Mitch was suddenly up out of bed and dragging his wife toward us. "You don't talk that way to your mother," he said. "Ever."

I stepped forward and hit him across the mouth with the butt of my gun. He reeled back and his wife caught him as he stumbled. Charlotte was still pointing her gun at the both of them but his advance had scared her and she didn't look in control of the situation anymore.

"She wants you in the kitchen," I said to her father. "That's where we're going. Without another word. Say anything else and I'll break your jaw. Then I'll shoot you."

He wiped blood from his busted lip. "You son of a bitch," he said. "You were never a cop."

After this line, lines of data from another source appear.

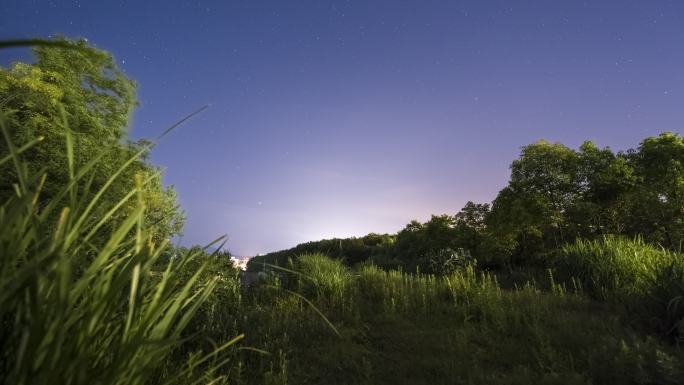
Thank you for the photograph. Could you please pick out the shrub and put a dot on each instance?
(73, 312)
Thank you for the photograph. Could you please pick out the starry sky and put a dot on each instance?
(339, 118)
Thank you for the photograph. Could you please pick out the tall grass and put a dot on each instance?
(403, 328)
(75, 311)
(647, 280)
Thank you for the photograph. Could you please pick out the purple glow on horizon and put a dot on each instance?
(335, 118)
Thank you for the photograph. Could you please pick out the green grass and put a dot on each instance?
(647, 281)
(83, 298)
(393, 327)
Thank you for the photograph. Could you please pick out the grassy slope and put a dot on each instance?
(398, 328)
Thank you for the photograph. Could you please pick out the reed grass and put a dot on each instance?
(74, 311)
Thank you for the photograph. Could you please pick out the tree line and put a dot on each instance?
(555, 195)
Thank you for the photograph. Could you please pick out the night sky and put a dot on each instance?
(339, 118)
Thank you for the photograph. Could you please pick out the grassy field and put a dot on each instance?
(390, 327)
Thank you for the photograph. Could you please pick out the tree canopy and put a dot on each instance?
(79, 89)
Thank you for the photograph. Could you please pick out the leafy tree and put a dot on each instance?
(81, 90)
(656, 205)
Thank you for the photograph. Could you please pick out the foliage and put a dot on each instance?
(647, 280)
(82, 89)
(74, 312)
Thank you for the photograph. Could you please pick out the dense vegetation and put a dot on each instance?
(573, 274)
(555, 195)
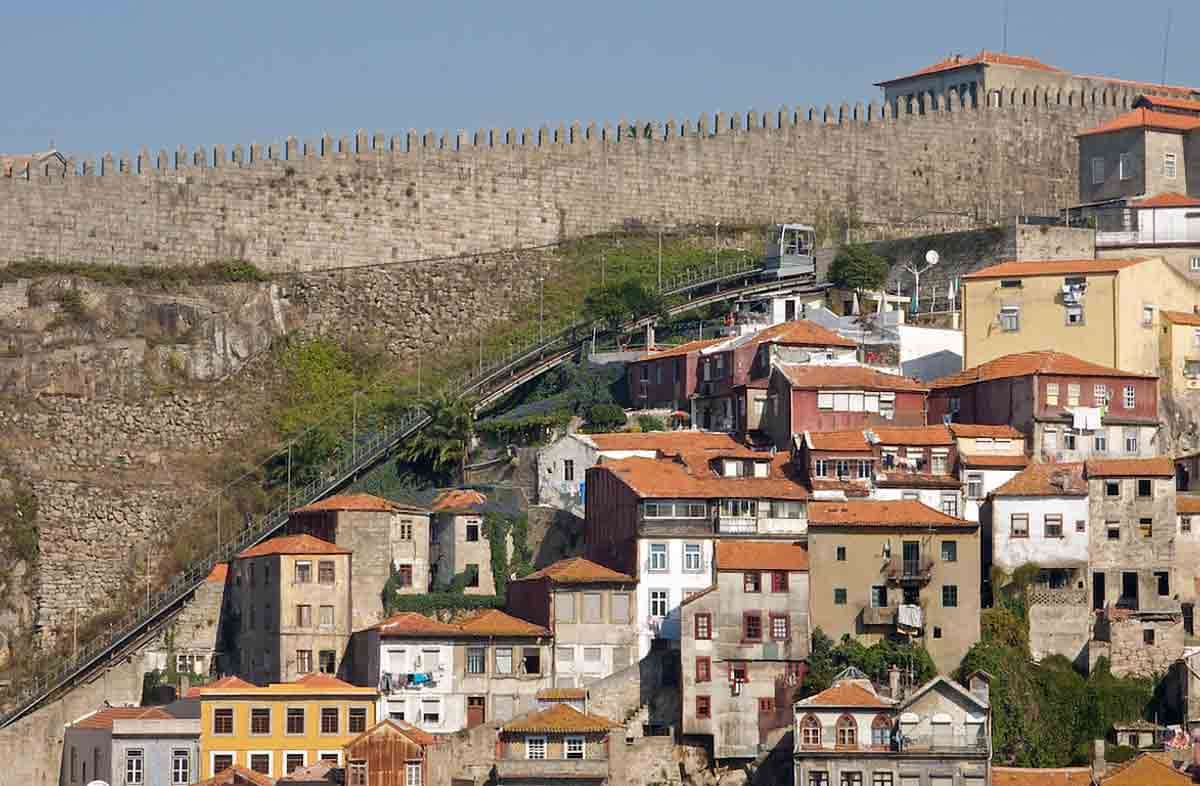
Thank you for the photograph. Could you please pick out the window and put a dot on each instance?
(949, 597)
(329, 720)
(1126, 166)
(261, 720)
(1011, 318)
(751, 627)
(847, 731)
(135, 767)
(975, 485)
(222, 720)
(180, 768)
(658, 603)
(780, 628)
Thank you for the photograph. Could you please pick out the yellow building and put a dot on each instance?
(1107, 311)
(279, 727)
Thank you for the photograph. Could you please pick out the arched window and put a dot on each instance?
(810, 732)
(881, 732)
(847, 732)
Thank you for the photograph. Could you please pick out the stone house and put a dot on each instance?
(1102, 311)
(744, 643)
(882, 569)
(805, 397)
(291, 607)
(1067, 408)
(940, 735)
(657, 521)
(589, 611)
(382, 534)
(444, 677)
(556, 745)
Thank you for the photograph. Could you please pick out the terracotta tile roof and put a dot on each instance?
(693, 479)
(1182, 317)
(984, 430)
(1035, 777)
(579, 570)
(493, 622)
(1047, 480)
(1024, 268)
(558, 718)
(983, 58)
(853, 377)
(913, 435)
(1025, 364)
(1169, 199)
(1187, 504)
(991, 461)
(562, 694)
(1145, 119)
(876, 513)
(761, 555)
(303, 544)
(1156, 467)
(850, 693)
(351, 502)
(457, 499)
(105, 718)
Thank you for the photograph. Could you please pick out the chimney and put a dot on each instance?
(1098, 766)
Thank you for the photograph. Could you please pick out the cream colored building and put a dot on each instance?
(1107, 311)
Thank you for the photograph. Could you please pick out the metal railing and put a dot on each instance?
(486, 382)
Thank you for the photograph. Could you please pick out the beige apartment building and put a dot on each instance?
(1105, 311)
(882, 569)
(292, 609)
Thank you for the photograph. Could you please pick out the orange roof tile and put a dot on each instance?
(1035, 777)
(1169, 199)
(303, 544)
(1182, 317)
(351, 502)
(1025, 364)
(876, 513)
(1156, 467)
(849, 693)
(493, 622)
(558, 718)
(761, 555)
(579, 570)
(105, 718)
(1047, 480)
(457, 499)
(984, 430)
(1024, 268)
(857, 377)
(1145, 119)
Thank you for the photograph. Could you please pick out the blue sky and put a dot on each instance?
(117, 75)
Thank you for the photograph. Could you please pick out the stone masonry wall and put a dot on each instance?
(306, 207)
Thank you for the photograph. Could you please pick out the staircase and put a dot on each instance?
(489, 384)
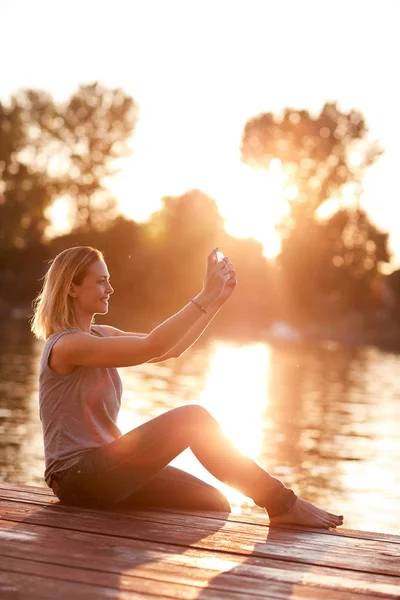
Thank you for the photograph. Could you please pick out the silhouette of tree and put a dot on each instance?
(79, 146)
(322, 157)
(23, 194)
(48, 150)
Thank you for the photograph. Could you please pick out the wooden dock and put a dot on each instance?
(52, 551)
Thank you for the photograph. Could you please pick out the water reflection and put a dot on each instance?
(323, 419)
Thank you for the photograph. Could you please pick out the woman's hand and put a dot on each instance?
(230, 285)
(216, 277)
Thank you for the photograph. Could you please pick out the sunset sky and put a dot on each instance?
(199, 70)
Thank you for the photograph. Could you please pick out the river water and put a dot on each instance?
(322, 417)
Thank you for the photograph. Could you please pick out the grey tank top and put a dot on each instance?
(78, 411)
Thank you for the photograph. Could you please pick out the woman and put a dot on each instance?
(88, 461)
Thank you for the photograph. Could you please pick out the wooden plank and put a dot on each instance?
(190, 567)
(211, 589)
(285, 544)
(47, 497)
(20, 586)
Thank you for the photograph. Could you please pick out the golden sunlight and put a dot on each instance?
(252, 202)
(236, 394)
(59, 216)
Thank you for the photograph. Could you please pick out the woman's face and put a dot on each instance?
(91, 296)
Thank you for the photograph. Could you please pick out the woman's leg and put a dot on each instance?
(115, 472)
(173, 488)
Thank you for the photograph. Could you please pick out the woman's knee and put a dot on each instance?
(218, 502)
(195, 415)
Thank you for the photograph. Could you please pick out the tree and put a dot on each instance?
(322, 157)
(23, 194)
(48, 150)
(78, 143)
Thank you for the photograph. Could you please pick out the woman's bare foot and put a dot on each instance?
(305, 513)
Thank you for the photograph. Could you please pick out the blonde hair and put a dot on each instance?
(52, 310)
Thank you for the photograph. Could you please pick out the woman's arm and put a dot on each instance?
(82, 349)
(196, 330)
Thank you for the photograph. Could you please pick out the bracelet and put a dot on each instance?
(198, 305)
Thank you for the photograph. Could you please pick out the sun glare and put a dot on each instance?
(59, 216)
(252, 202)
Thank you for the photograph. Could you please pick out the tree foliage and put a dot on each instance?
(50, 150)
(322, 157)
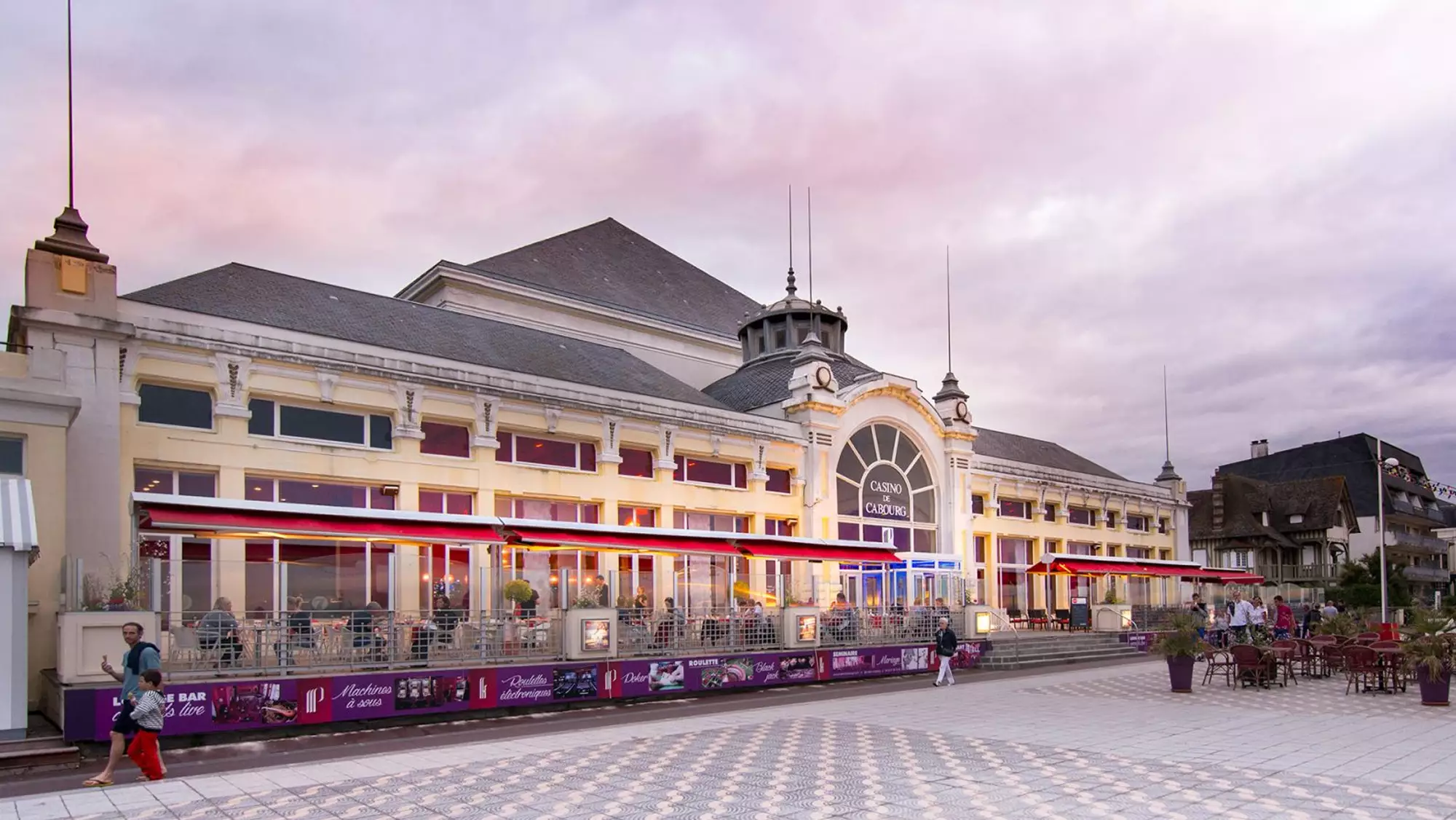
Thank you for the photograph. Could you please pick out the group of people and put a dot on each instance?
(1241, 620)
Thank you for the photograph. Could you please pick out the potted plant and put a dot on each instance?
(1428, 652)
(1180, 646)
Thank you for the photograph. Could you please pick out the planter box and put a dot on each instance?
(1112, 617)
(84, 637)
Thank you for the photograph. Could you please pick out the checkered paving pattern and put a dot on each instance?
(1088, 744)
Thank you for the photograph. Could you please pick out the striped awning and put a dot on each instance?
(18, 516)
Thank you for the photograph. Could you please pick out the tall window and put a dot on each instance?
(446, 441)
(175, 407)
(885, 486)
(317, 425)
(692, 470)
(547, 452)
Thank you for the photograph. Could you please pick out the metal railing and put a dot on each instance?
(219, 644)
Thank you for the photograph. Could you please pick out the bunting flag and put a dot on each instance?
(1433, 486)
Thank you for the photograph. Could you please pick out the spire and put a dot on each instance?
(69, 238)
(1170, 474)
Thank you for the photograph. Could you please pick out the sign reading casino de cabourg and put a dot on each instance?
(886, 494)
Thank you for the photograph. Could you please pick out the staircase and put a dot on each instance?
(37, 755)
(1052, 649)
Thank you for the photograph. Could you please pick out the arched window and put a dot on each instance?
(886, 486)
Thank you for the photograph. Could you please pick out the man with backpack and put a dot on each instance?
(946, 646)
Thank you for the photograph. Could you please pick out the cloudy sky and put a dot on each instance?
(1260, 196)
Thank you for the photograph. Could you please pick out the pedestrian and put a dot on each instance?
(1283, 618)
(149, 710)
(141, 658)
(946, 646)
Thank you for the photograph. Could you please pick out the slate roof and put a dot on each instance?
(1349, 457)
(767, 381)
(1246, 500)
(266, 298)
(614, 266)
(1036, 452)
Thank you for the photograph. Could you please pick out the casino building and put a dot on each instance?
(592, 378)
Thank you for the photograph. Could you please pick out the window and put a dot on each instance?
(443, 502)
(547, 510)
(312, 425)
(174, 483)
(780, 527)
(306, 492)
(175, 407)
(703, 471)
(446, 441)
(637, 516)
(713, 522)
(547, 452)
(780, 481)
(636, 464)
(1013, 509)
(12, 457)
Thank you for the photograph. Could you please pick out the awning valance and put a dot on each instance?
(18, 516)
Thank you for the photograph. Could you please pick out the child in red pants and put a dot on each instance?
(149, 710)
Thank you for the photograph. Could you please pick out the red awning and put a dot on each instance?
(640, 541)
(312, 525)
(1085, 567)
(816, 553)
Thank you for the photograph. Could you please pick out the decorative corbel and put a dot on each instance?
(487, 409)
(327, 384)
(232, 385)
(611, 451)
(666, 452)
(410, 400)
(761, 461)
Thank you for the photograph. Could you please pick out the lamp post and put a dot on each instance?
(1380, 489)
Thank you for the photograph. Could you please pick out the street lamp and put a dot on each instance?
(1380, 487)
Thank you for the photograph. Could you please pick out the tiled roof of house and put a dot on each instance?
(277, 301)
(614, 266)
(1013, 448)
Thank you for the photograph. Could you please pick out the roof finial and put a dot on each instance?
(69, 238)
(1170, 474)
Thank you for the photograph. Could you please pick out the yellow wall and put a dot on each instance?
(46, 468)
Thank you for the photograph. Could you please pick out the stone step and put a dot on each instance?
(39, 755)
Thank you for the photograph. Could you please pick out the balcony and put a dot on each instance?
(1428, 575)
(1416, 544)
(1302, 575)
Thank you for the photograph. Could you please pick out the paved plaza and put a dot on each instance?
(1107, 742)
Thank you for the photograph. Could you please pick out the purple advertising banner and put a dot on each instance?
(666, 677)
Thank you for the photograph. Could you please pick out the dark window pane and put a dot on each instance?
(152, 481)
(199, 486)
(12, 457)
(545, 452)
(381, 433)
(446, 441)
(261, 420)
(780, 481)
(924, 506)
(175, 407)
(323, 494)
(258, 489)
(321, 426)
(637, 464)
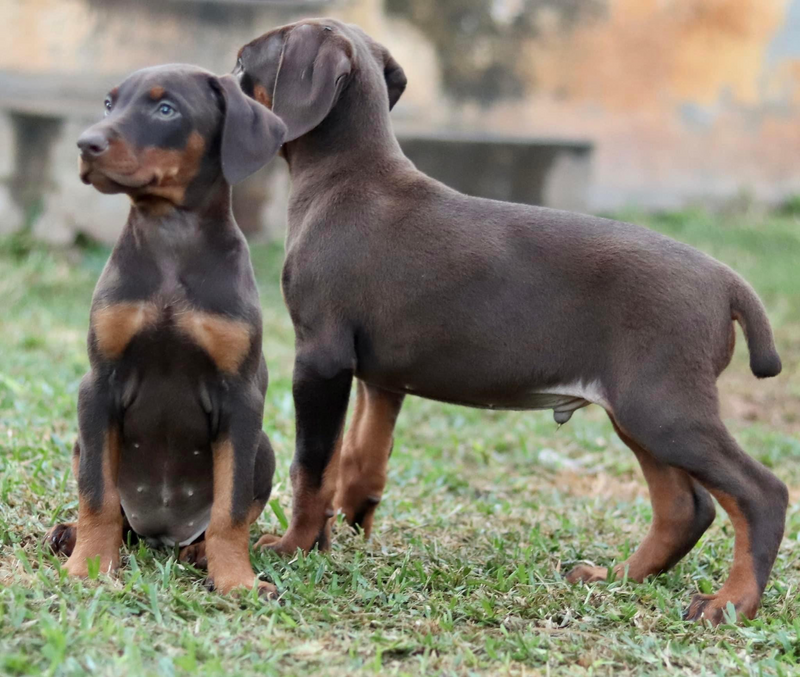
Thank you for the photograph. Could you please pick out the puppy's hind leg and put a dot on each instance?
(195, 553)
(682, 511)
(365, 454)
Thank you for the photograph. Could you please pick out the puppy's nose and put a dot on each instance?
(93, 143)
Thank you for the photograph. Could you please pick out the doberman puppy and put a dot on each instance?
(170, 439)
(412, 287)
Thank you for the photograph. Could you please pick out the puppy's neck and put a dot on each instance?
(356, 134)
(162, 222)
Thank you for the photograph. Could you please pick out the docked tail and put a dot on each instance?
(748, 310)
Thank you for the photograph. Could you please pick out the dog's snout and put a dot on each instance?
(93, 143)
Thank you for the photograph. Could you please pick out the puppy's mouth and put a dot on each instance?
(109, 179)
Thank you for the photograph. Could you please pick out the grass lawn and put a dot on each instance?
(482, 512)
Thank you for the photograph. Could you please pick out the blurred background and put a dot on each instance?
(591, 105)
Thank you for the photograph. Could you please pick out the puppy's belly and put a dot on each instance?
(563, 399)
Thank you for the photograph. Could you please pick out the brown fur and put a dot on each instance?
(100, 532)
(115, 325)
(741, 588)
(226, 341)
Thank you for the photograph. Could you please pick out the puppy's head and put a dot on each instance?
(171, 129)
(300, 70)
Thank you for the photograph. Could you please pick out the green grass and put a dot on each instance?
(482, 511)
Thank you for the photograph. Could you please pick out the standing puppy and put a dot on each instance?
(170, 414)
(412, 287)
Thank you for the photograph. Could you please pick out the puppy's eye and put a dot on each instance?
(165, 110)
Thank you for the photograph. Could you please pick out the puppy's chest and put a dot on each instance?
(170, 318)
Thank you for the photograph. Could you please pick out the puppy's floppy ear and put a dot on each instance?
(395, 77)
(251, 133)
(313, 66)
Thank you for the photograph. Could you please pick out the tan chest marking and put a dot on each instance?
(226, 341)
(115, 325)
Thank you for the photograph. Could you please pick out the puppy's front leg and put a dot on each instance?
(99, 512)
(228, 534)
(321, 391)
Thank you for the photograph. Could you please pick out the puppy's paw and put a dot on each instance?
(283, 545)
(60, 539)
(77, 565)
(227, 584)
(585, 573)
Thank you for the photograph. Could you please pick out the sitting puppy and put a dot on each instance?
(412, 287)
(170, 437)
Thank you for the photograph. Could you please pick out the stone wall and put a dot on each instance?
(682, 100)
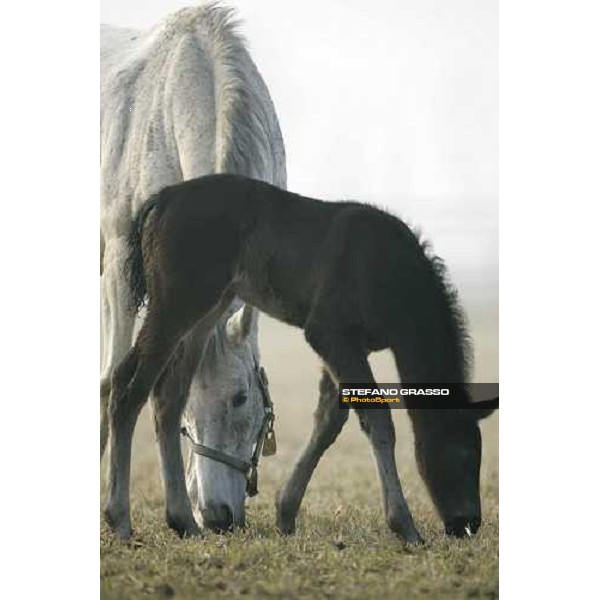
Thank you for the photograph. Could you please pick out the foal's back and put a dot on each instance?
(282, 252)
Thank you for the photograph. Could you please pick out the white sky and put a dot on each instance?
(388, 101)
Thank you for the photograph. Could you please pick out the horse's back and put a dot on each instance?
(171, 110)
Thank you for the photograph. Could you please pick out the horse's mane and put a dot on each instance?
(244, 130)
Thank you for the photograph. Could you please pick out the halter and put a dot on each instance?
(265, 442)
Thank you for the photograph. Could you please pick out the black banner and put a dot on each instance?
(426, 395)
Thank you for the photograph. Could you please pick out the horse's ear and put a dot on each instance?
(481, 410)
(240, 324)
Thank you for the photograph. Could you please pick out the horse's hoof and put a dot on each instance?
(120, 526)
(286, 528)
(184, 528)
(286, 518)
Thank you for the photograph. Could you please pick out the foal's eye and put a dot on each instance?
(239, 399)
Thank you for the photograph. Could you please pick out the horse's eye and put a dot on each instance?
(239, 399)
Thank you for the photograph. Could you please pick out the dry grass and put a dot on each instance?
(342, 547)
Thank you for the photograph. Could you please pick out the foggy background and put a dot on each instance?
(393, 102)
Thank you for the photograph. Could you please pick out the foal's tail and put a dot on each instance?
(135, 273)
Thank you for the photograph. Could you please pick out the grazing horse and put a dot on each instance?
(354, 278)
(182, 100)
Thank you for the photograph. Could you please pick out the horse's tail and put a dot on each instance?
(135, 273)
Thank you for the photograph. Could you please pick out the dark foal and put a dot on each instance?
(353, 277)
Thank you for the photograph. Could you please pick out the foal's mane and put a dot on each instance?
(452, 310)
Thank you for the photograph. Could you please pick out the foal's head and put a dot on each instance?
(448, 452)
(225, 412)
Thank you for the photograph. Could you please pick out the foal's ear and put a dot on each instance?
(240, 324)
(481, 410)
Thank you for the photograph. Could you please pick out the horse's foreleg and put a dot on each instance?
(329, 421)
(348, 364)
(131, 385)
(168, 401)
(117, 321)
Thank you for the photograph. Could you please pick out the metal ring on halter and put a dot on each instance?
(249, 468)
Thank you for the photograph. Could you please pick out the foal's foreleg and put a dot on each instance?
(329, 421)
(348, 364)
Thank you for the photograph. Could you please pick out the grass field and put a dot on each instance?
(342, 547)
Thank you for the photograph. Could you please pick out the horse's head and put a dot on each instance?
(225, 413)
(448, 452)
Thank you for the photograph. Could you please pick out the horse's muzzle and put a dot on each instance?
(461, 527)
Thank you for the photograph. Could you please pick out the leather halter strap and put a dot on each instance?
(232, 461)
(249, 468)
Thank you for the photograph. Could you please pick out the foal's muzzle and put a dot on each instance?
(461, 527)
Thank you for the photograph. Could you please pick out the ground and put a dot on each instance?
(342, 547)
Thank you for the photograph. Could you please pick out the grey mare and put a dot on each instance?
(182, 100)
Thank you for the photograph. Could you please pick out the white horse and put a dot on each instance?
(181, 100)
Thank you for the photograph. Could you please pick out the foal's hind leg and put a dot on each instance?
(348, 364)
(329, 421)
(131, 385)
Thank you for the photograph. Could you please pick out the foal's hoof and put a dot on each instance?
(414, 539)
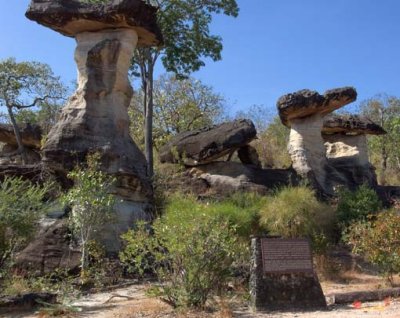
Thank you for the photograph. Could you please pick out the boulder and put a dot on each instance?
(350, 125)
(305, 103)
(53, 248)
(248, 155)
(208, 144)
(304, 113)
(71, 17)
(347, 150)
(31, 135)
(95, 119)
(227, 177)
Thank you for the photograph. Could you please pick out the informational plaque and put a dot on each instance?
(284, 256)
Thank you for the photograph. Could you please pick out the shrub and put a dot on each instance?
(191, 252)
(356, 205)
(379, 241)
(91, 204)
(21, 206)
(295, 212)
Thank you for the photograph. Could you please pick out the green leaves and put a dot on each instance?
(22, 204)
(191, 252)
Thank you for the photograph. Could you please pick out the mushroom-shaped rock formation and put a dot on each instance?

"Mitch," his wife said, "let's just go in the kitchen and talk. That's all you really want, right, sweetie? Just to talk."

"That's all I want," Charlotte said. "For now."

We all moved together down the hall through the darkness into the kitchen. Charlotte instructed her parents to sit across from one another and I sat at the head of the table with my gun resting flat on top. I kept a hand on it and kept it pointed at her father.

"I'm going to make dinner," Charlotte said. "Everyone stay right where they are."

She went to the refrigerator and took out a family-sized microwave dinner from the freezer. Still holding the gun in her other hand she read the instructions and put the dinner in the microwave and pressed the appropriate buttons.

"I don't know what kind of hold you have on my daughter," Mitch said to me, "but I've got a lot of friends. Even if you kill me they'll get to you."

Charlotte turned from the microwave. "Daddy," she said, "you're such an asshole."

The force of the statement stunned everyone into silence and Charlotte took advantage of this. "I went to him for help," she said, "because he helps people in trouble. He listened to me. He talked to me. He had a son and a daughter and someone took them away when they were very young. He told me I shouldn't run away. He told me I should try to work things out. So that's what I'm doing."

"At gunpoint?" Mitch said.

"I'm pretty sure, Daddy, that you wouldn't listen otherwise."

"Charlotte , honey," her mother said, "that just isn't true. We always listen to you. We're always here for you."

Charlotte lifted the gun and pointed it at her mother. She waited. She watched her mother start to cry again. The words came slowly, one at a time, each carefully emphasized: "You ... don't ... listen ... at all," Charlotte said. She lowered the gun.

"We gave you everything," her father said. "We let you get away with things I'd put other people in jail for. We know you drink. We know you smoke pot. God knows who you've had sex with."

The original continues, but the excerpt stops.